Hacerse mayor puede, en un primer momento, parecer una cadena de pérdidas. Nos damos cuenta de que el tiempo se escapa sin detenerse y que, con cada día que pasa, algo en nosotros va cambiando para no volver a ser lo que fue .Los momentos que antes parecían interminables ahora se muestran finitos, y con ellos se desvanecen ciertas ilusiones, energías y hasta personas. Uno empieza a notar cómo el cuerpo ya no responde igual, como si el desgaste físico fuera una cuenta que solo ahora comenzamos a pagar. La juventud, tan idealizada, nos abandona sin pedir permiso, dejándonos a veces con un cierto vacío, una nostalgia por algo que en su momento ni siquiera supimos valorar.
Sin embargo, a medida que pasa el tiempo y nos adentramos en esta travesía de hacernos mayores, comenzamos a descubrir que, si bien hay pérdidas, también hay ganancia, una diferente, quizá más profunda. Empezamos a comprender que cada experiencia vivida, buena o mala, nos ha transformado, nos ha llenado de lecciones y recuerdos. La vida nos enseña a valorar los momentos simples, la compañía sincera y el presente. En lugar de la prisa de la juventud, aparece la calma, la posibilidad de ver las cosas con una perspectiva más amplia y sabia.

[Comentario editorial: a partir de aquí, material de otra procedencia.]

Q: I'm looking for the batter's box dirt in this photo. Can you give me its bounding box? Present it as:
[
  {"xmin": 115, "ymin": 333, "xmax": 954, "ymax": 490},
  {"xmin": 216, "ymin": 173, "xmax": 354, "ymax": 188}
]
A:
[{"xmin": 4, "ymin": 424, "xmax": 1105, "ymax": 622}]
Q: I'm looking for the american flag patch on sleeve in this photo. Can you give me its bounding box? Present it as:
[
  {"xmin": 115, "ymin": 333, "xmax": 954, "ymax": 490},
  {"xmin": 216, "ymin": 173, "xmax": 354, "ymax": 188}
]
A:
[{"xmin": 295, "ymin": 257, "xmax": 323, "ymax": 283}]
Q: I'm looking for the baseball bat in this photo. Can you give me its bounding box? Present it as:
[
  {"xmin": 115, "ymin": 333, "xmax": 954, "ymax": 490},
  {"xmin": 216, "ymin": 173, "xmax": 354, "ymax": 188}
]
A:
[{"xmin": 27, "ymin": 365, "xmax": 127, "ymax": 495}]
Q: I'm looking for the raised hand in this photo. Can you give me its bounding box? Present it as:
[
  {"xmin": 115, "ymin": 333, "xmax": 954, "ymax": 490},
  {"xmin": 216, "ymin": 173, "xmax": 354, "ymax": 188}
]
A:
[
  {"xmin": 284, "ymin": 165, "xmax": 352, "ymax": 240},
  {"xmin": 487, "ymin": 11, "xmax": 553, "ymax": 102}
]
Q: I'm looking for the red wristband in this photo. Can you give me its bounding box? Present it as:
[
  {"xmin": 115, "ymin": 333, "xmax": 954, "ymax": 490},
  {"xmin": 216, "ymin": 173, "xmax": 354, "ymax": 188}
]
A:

Hacerse mayor puede ser, en última instancia, un proceso de encontrar paz y gratitud, de reconocer el valor de todo lo que hemos construido y lo que aún nos queda por aprender. Llegamos a entender que cada arruga, cada cicatriz y cada memoria forman un mosaico de quiénes somos. Así, la edad deja de ser una carga para convertirse en un tesoro: un reflejo de la vida misma, con sus altos y bajos, sus aprendizajes y sus amores. Al final, hacerse mayor nos ofrece la oportunidad de reconciliarnos con nosotros mismos y con el mundo, y de encontrar una nueva forma de felicidad, mucho más serena y sincera.